The partners of the partnership may also specify in the articles of association of the civil partnership the reasons, the occurrence of which may cause the partner to withdraw from the partnership.

A partner's declaration of withdrawal from the partnership may be made in a standard written form. Otherwise, when the joint property of partners includes real estate. In this case, it must be made in writing with a signature certified by a notary.

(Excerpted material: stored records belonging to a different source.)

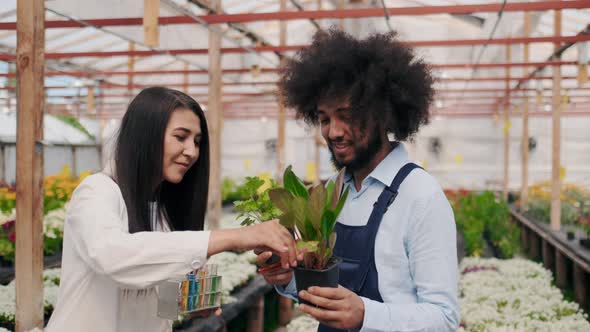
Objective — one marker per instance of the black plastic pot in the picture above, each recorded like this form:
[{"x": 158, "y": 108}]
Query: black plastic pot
[
  {"x": 571, "y": 236},
  {"x": 328, "y": 277}
]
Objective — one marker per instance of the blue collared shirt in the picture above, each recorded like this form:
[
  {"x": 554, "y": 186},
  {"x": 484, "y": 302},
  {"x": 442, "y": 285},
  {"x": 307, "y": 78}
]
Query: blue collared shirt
[{"x": 415, "y": 250}]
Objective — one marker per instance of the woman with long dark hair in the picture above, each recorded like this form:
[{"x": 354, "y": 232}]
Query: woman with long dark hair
[{"x": 140, "y": 221}]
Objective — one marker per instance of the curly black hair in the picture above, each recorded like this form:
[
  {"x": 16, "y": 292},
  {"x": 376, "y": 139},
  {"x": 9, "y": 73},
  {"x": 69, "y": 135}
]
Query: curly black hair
[{"x": 385, "y": 82}]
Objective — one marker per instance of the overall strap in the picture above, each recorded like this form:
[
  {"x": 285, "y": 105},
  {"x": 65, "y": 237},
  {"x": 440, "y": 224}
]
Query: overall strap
[{"x": 384, "y": 201}]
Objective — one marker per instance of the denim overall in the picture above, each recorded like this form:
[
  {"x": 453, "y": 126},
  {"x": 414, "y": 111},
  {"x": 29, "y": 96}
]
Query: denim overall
[{"x": 356, "y": 246}]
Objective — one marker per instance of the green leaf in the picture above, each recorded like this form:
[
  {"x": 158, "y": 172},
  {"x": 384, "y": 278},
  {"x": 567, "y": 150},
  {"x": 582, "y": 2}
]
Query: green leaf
[
  {"x": 310, "y": 232},
  {"x": 281, "y": 198},
  {"x": 328, "y": 220},
  {"x": 298, "y": 209},
  {"x": 294, "y": 184},
  {"x": 309, "y": 246},
  {"x": 287, "y": 220},
  {"x": 316, "y": 205},
  {"x": 337, "y": 188},
  {"x": 332, "y": 241},
  {"x": 330, "y": 190},
  {"x": 340, "y": 204}
]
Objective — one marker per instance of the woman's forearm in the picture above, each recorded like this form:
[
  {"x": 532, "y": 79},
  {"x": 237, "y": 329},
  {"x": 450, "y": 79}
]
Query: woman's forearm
[{"x": 222, "y": 240}]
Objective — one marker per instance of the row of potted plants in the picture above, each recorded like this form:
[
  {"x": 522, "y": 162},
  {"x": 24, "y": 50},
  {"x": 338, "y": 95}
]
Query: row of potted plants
[
  {"x": 514, "y": 295},
  {"x": 58, "y": 191},
  {"x": 53, "y": 224},
  {"x": 236, "y": 271},
  {"x": 575, "y": 209},
  {"x": 482, "y": 218}
]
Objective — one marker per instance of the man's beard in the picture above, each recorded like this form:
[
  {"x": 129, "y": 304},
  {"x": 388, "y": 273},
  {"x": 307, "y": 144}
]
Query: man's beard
[{"x": 362, "y": 154}]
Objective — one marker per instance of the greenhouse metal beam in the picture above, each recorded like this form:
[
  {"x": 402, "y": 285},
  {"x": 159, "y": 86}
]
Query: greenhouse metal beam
[
  {"x": 556, "y": 134},
  {"x": 29, "y": 156},
  {"x": 276, "y": 70},
  {"x": 325, "y": 14},
  {"x": 525, "y": 123},
  {"x": 215, "y": 122},
  {"x": 287, "y": 48}
]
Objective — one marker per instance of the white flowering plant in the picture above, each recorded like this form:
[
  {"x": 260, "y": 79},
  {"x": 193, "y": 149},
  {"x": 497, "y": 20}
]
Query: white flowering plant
[{"x": 514, "y": 295}]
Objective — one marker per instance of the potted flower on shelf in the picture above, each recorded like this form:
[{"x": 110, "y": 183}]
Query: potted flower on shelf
[
  {"x": 570, "y": 231},
  {"x": 585, "y": 222},
  {"x": 311, "y": 216}
]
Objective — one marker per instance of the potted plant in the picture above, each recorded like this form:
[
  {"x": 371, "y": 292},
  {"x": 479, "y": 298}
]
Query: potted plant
[
  {"x": 570, "y": 231},
  {"x": 311, "y": 215},
  {"x": 257, "y": 206},
  {"x": 585, "y": 222}
]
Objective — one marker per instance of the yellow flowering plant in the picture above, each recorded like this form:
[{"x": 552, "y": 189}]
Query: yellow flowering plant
[{"x": 58, "y": 191}]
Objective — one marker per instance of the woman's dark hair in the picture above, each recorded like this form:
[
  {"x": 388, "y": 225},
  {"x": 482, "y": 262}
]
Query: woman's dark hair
[
  {"x": 386, "y": 84},
  {"x": 139, "y": 157}
]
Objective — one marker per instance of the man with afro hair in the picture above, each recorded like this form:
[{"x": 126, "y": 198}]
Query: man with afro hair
[{"x": 396, "y": 233}]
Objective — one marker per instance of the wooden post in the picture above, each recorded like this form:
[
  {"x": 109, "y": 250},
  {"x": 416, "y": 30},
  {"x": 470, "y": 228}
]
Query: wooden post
[
  {"x": 282, "y": 116},
  {"x": 130, "y": 69},
  {"x": 581, "y": 285},
  {"x": 30, "y": 59},
  {"x": 185, "y": 79},
  {"x": 256, "y": 316},
  {"x": 560, "y": 269},
  {"x": 556, "y": 137},
  {"x": 524, "y": 237},
  {"x": 215, "y": 119},
  {"x": 285, "y": 310},
  {"x": 151, "y": 13},
  {"x": 340, "y": 5},
  {"x": 74, "y": 162},
  {"x": 524, "y": 192},
  {"x": 2, "y": 163},
  {"x": 506, "y": 127},
  {"x": 90, "y": 103},
  {"x": 548, "y": 256}
]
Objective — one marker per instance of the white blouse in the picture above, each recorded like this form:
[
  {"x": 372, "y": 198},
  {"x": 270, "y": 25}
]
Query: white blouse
[{"x": 108, "y": 275}]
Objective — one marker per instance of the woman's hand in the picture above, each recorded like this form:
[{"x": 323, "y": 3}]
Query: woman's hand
[
  {"x": 276, "y": 276},
  {"x": 276, "y": 238},
  {"x": 269, "y": 234},
  {"x": 204, "y": 313}
]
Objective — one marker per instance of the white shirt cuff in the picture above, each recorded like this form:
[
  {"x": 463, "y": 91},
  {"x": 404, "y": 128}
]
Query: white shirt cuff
[{"x": 289, "y": 291}]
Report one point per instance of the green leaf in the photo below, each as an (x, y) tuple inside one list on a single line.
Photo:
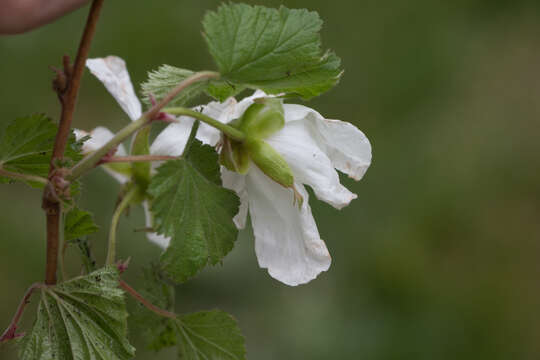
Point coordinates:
[(212, 335), (26, 146), (208, 335), (161, 81), (156, 330), (84, 319), (78, 223), (274, 50), (192, 208)]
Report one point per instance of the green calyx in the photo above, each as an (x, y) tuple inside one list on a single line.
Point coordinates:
[(261, 119)]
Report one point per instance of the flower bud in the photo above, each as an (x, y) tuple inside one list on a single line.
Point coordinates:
[(270, 162), (262, 118)]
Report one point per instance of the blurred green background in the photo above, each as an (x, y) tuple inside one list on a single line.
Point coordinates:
[(438, 258)]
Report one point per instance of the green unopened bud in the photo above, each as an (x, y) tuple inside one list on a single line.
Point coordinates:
[(234, 156), (262, 118)]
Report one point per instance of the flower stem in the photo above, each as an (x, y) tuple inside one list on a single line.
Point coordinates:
[(145, 302), (92, 159), (24, 177), (126, 200), (11, 331), (137, 158), (228, 130), (67, 85)]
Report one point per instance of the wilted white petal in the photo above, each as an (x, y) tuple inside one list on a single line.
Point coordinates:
[(172, 140), (347, 147), (112, 72), (309, 163), (160, 240), (237, 183), (287, 241)]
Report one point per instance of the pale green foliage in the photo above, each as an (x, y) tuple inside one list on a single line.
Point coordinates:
[(212, 335), (26, 146), (84, 318), (192, 208), (78, 223), (161, 81), (274, 50), (204, 335)]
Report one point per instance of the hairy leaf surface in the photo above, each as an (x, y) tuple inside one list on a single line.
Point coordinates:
[(204, 335), (83, 319), (161, 81), (192, 208), (274, 50), (26, 146)]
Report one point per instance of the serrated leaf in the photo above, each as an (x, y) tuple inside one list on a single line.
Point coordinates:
[(204, 335), (274, 50), (161, 81), (210, 335), (26, 146), (192, 208), (156, 330), (84, 319), (78, 223)]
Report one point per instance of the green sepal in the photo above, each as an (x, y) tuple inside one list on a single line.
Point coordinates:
[(234, 156), (262, 118), (270, 162)]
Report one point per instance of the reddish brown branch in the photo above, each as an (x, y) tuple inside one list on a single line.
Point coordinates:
[(145, 302), (11, 331), (67, 85)]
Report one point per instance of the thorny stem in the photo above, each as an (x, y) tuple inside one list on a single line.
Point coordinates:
[(24, 177), (67, 94), (95, 157), (145, 302), (137, 158), (126, 200), (11, 331), (228, 130)]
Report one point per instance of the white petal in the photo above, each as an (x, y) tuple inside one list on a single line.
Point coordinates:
[(222, 112), (112, 72), (309, 163), (347, 147), (172, 140), (237, 183), (160, 240), (287, 241)]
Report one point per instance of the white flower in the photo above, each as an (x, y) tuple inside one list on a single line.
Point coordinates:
[(112, 72), (287, 241)]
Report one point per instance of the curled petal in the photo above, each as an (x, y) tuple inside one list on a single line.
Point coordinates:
[(112, 72), (346, 146), (160, 240), (237, 183), (172, 140), (287, 241), (309, 163)]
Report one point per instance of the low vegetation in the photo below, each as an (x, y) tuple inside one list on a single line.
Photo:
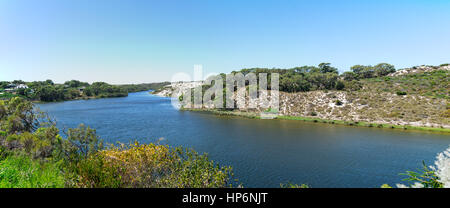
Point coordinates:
[(48, 91), (34, 154), (376, 95)]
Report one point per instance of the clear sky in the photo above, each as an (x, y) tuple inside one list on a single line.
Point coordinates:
[(132, 41)]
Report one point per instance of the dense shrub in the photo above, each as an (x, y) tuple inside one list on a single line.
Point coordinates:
[(400, 93), (21, 171), (152, 166)]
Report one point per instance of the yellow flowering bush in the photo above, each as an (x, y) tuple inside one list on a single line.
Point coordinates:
[(155, 166)]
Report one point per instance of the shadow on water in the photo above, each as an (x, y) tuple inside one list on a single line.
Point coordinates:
[(263, 153)]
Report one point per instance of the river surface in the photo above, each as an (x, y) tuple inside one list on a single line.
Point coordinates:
[(263, 153)]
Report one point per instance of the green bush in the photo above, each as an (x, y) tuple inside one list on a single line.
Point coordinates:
[(400, 93), (24, 172)]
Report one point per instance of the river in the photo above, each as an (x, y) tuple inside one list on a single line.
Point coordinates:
[(263, 153)]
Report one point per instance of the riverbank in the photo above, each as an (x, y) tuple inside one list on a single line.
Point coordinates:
[(253, 115)]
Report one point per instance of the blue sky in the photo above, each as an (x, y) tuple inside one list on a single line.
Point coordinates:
[(132, 41)]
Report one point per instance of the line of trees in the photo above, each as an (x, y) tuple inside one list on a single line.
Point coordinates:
[(48, 91), (323, 77)]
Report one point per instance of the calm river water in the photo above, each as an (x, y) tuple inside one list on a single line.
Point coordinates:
[(263, 153)]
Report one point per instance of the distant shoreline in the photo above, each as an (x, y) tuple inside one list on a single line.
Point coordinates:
[(251, 115)]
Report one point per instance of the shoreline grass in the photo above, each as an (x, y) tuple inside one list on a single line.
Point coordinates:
[(252, 115)]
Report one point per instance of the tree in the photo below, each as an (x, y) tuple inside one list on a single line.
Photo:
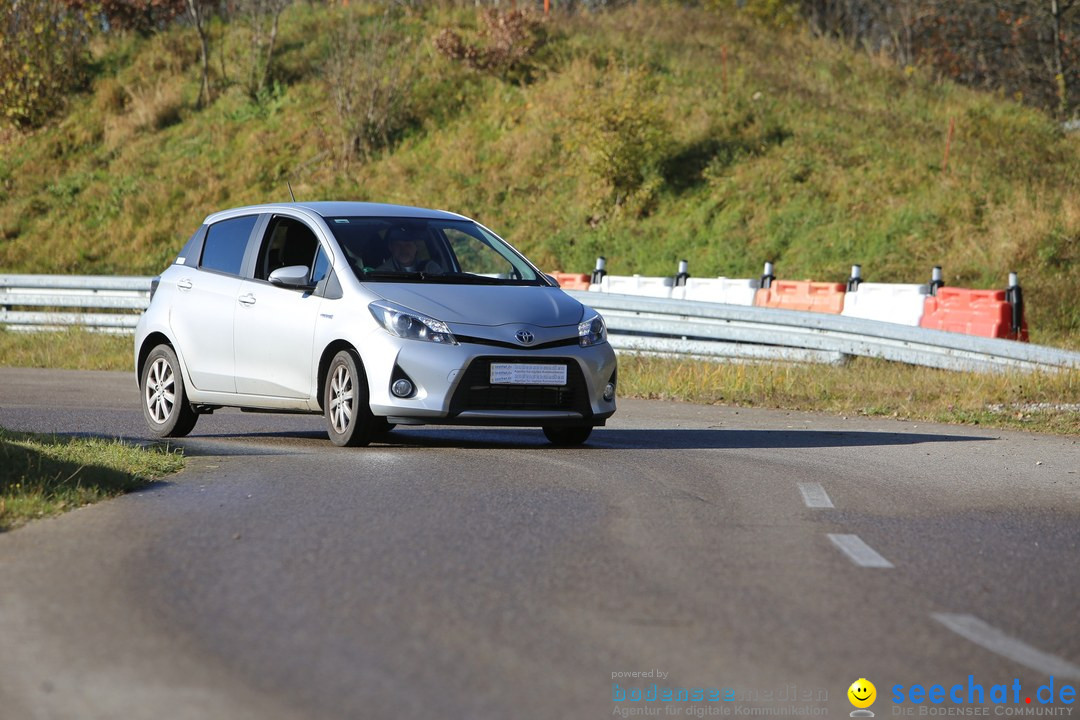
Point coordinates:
[(144, 16), (262, 17), (43, 55), (199, 14)]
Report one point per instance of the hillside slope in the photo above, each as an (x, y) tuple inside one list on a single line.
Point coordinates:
[(645, 135)]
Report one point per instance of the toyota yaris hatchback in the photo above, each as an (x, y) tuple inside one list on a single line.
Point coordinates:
[(373, 315)]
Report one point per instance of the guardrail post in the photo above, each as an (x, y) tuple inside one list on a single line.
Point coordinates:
[(935, 280), (767, 276), (856, 277), (683, 274), (1015, 298), (599, 271)]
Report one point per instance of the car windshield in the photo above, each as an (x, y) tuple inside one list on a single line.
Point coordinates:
[(429, 250)]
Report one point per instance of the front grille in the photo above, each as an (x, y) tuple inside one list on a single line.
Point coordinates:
[(565, 342), (475, 391)]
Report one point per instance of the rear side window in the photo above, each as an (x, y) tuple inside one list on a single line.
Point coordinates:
[(225, 244)]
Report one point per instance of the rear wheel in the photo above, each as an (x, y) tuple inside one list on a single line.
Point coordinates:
[(164, 401), (567, 435), (349, 419)]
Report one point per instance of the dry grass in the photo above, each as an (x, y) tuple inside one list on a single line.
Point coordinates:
[(42, 475)]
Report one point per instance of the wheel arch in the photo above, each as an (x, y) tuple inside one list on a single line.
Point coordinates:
[(324, 365), (151, 341)]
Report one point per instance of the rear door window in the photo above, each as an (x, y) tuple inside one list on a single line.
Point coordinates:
[(226, 243)]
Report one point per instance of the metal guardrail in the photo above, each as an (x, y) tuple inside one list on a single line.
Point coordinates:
[(635, 324), (52, 297), (719, 330)]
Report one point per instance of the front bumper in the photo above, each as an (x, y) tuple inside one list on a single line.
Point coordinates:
[(453, 383)]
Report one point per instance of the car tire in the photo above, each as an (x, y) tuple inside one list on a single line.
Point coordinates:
[(164, 398), (567, 434), (349, 419)]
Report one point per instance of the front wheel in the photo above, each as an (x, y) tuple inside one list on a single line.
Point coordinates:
[(164, 401), (349, 419), (567, 435)]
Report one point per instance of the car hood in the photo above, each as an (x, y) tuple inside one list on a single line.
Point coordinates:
[(485, 304)]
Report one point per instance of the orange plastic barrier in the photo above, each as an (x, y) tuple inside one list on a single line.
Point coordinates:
[(571, 281), (802, 295), (985, 313)]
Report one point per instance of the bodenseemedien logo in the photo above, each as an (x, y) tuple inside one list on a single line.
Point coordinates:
[(862, 693), (971, 697)]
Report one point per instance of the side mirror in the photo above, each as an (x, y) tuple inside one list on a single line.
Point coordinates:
[(294, 275)]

The change of a partner in a civil partnership (two-person partnership) can be divided into several stages:

  1. accession of a new partner to the partnership - preparation of an annex to the civil partnership agreement in order to "update" the civil partnership agreement to the new status - then the composition of the civil partnership is increased to three partners;

  2. the occurrence of a partner who wanted to terminate the activity in the company, which may occur through:

    a) termination of participation 3 months before the end of the financial year,
    b) termination of participation with immediate effect (extraordinary circumstances),
    c) withdrawal from the company by agreement of the parties (partners of a civil partnership);
  1. changing the articles of association again by drafting an annex in order to "update" the civil law partnership agreement to the new personal status;

  2. notification of changes made in a civil law partnership in the statistical office and the tax office;

  3. payment of tax on civil law transactions - tax on the contribution made by a partner to a civil law partnership.

A partner's withdrawal from the company does not release him from liability for the company's debts that arose before his withdrawal. The existing partner is no longer responsible for the debts incurred after leaving the company.